You’ll be left with the cup-shaped artichoke heart and the stem after you’ve eaten the leaves. They’re meaty and tasty, and they’re great with olive oil, sea salt, and lemon juice, or dipped in the sauce that came with the leaves.
Steamed artichokes are a great addition to springtime dishes like Tagliatelle with Asparagus and Peas, Pesto Pasta, and Spaghetti Aglio e Olio.
They’re also fantastic as a side dish. Serve with Asparagus Soup or any other protein of your choice. Enjoy!
|Time to Prepare: 10 minutes
Time to cook: 40 minutes
This recipe for steamed artichokes is a delicious spring snack. Dip the soft petals in melted butter or another delectable sauce.
- 1 globe artichoke
- 1 lemon, quartered
- Artichoke Dipping Sauce, for serving
- To prepare the artichoke stem: Remove any leaves from the stem and peel away the woody surface using a vegetable peeler. Trim the end of the stem with a sharp stainless steel knife and lightly score the trimmed end with an “X” pattern. To keep the stem from browning, rub it with the cut side of one of the lemon segments.
- To prepare the artichoke bud: Remove around 1/2-1 inch of the top quarter of the artichoke. The lemon should be rubbed all over the chopped leaves. Snip the pointed tips off the remaining leaves with kitchen shears.
- Artichoke steamed: Fill a big pot halfway with water and squeeze any residual lemon juice into it. Toss in the lemon segments that have been squeezed into the saucepan. Place the artichoke in a steamer basket in the kettle and heat to a boil. Steam for 35-45 minutes, or until the artichoke stem is fork-tender and the outer leaves are readily peeled.

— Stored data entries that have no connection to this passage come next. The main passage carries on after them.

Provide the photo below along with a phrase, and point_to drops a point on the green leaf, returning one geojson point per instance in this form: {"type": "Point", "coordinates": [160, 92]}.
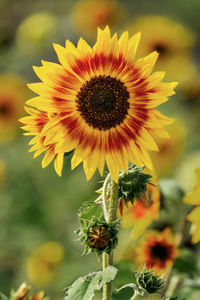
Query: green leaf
{"type": "Point", "coordinates": [89, 210]}
{"type": "Point", "coordinates": [3, 297]}
{"type": "Point", "coordinates": [84, 287]}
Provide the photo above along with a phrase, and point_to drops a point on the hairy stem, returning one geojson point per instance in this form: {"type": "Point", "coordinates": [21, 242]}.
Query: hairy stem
{"type": "Point", "coordinates": [112, 216]}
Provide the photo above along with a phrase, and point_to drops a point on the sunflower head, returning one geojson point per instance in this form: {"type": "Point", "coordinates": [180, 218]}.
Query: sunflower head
{"type": "Point", "coordinates": [157, 250]}
{"type": "Point", "coordinates": [99, 102]}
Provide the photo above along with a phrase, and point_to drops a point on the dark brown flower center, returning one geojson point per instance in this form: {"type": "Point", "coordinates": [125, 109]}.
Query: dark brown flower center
{"type": "Point", "coordinates": [4, 110]}
{"type": "Point", "coordinates": [103, 102]}
{"type": "Point", "coordinates": [160, 252]}
{"type": "Point", "coordinates": [161, 49]}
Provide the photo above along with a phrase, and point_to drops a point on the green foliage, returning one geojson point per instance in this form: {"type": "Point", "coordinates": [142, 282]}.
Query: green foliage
{"type": "Point", "coordinates": [94, 232]}
{"type": "Point", "coordinates": [133, 184]}
{"type": "Point", "coordinates": [3, 297]}
{"type": "Point", "coordinates": [84, 287]}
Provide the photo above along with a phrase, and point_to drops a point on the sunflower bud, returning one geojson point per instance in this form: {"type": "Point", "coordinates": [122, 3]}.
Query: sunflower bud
{"type": "Point", "coordinates": [146, 280]}
{"type": "Point", "coordinates": [95, 233]}
{"type": "Point", "coordinates": [21, 292]}
{"type": "Point", "coordinates": [134, 184]}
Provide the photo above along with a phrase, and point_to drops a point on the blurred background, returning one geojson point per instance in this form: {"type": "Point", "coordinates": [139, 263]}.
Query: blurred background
{"type": "Point", "coordinates": [38, 210]}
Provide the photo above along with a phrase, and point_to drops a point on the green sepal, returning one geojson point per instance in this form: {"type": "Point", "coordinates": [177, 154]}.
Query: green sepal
{"type": "Point", "coordinates": [147, 281]}
{"type": "Point", "coordinates": [84, 287]}
{"type": "Point", "coordinates": [91, 220]}
{"type": "Point", "coordinates": [134, 184]}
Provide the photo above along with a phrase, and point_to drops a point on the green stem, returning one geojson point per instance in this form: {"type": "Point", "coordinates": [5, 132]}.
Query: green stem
{"type": "Point", "coordinates": [104, 196]}
{"type": "Point", "coordinates": [112, 216]}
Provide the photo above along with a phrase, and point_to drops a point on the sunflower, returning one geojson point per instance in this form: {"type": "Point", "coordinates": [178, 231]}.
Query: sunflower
{"type": "Point", "coordinates": [43, 263]}
{"type": "Point", "coordinates": [172, 40]}
{"type": "Point", "coordinates": [12, 96]}
{"type": "Point", "coordinates": [102, 102]}
{"type": "Point", "coordinates": [141, 214]}
{"type": "Point", "coordinates": [193, 198]}
{"type": "Point", "coordinates": [170, 150]}
{"type": "Point", "coordinates": [87, 15]}
{"type": "Point", "coordinates": [156, 250]}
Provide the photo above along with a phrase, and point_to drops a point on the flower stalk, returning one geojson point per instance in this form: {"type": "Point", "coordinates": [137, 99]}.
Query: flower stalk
{"type": "Point", "coordinates": [107, 259]}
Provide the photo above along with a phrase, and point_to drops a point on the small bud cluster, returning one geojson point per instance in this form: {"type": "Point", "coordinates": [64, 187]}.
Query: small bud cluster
{"type": "Point", "coordinates": [147, 281]}
{"type": "Point", "coordinates": [95, 233]}
{"type": "Point", "coordinates": [22, 294]}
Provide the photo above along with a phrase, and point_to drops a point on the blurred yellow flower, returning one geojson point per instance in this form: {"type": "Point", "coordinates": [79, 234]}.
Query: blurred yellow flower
{"type": "Point", "coordinates": [141, 214]}
{"type": "Point", "coordinates": [172, 40]}
{"type": "Point", "coordinates": [156, 250]}
{"type": "Point", "coordinates": [35, 32]}
{"type": "Point", "coordinates": [170, 150]}
{"type": "Point", "coordinates": [13, 93]}
{"type": "Point", "coordinates": [193, 198]}
{"type": "Point", "coordinates": [43, 263]}
{"type": "Point", "coordinates": [21, 292]}
{"type": "Point", "coordinates": [87, 15]}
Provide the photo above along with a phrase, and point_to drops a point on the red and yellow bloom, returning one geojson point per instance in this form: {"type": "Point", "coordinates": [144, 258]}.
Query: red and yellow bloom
{"type": "Point", "coordinates": [103, 104]}
{"type": "Point", "coordinates": [141, 214]}
{"type": "Point", "coordinates": [156, 250]}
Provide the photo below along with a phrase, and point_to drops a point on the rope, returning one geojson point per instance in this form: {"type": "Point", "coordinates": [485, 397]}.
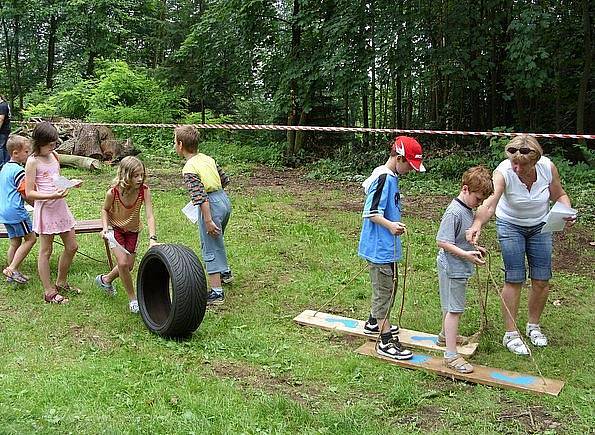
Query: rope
{"type": "Point", "coordinates": [273, 127]}
{"type": "Point", "coordinates": [497, 288]}
{"type": "Point", "coordinates": [483, 303]}
{"type": "Point", "coordinates": [394, 289]}
{"type": "Point", "coordinates": [79, 252]}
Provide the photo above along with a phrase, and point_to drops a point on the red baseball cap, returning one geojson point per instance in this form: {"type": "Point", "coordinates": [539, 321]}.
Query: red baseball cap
{"type": "Point", "coordinates": [410, 149]}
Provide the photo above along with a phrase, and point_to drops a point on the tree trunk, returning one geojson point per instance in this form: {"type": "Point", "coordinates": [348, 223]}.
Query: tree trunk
{"type": "Point", "coordinates": [8, 60]}
{"type": "Point", "coordinates": [365, 115]}
{"type": "Point", "coordinates": [49, 80]}
{"type": "Point", "coordinates": [296, 36]}
{"type": "Point", "coordinates": [17, 64]}
{"type": "Point", "coordinates": [584, 84]}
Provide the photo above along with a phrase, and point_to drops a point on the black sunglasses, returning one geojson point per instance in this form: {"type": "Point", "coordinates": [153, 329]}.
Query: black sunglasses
{"type": "Point", "coordinates": [513, 150]}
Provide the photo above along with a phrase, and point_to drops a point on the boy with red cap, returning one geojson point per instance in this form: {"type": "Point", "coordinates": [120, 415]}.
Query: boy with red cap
{"type": "Point", "coordinates": [380, 243]}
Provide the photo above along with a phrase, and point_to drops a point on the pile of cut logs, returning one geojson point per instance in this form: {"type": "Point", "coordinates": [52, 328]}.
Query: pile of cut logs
{"type": "Point", "coordinates": [85, 145]}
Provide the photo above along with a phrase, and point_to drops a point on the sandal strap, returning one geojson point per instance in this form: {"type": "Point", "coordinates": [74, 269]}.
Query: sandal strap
{"type": "Point", "coordinates": [516, 345]}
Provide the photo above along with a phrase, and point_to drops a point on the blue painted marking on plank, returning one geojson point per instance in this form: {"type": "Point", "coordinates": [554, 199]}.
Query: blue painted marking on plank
{"type": "Point", "coordinates": [519, 380]}
{"type": "Point", "coordinates": [348, 323]}
{"type": "Point", "coordinates": [419, 359]}
{"type": "Point", "coordinates": [433, 339]}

- Get rid of the choke: Allow the artichoke to cool for a few minutes. Cut it in half lengthwise and scrape out the hairy choke with a tiny spoon.
- Serve the artichoke halves with melted butter or your favorite dipping sauce. Dip the leaves in the sauce and scrape off the meat using your teeth, discarding the tough, fibrous shell. The artichoke heart and stem can both be eaten whole.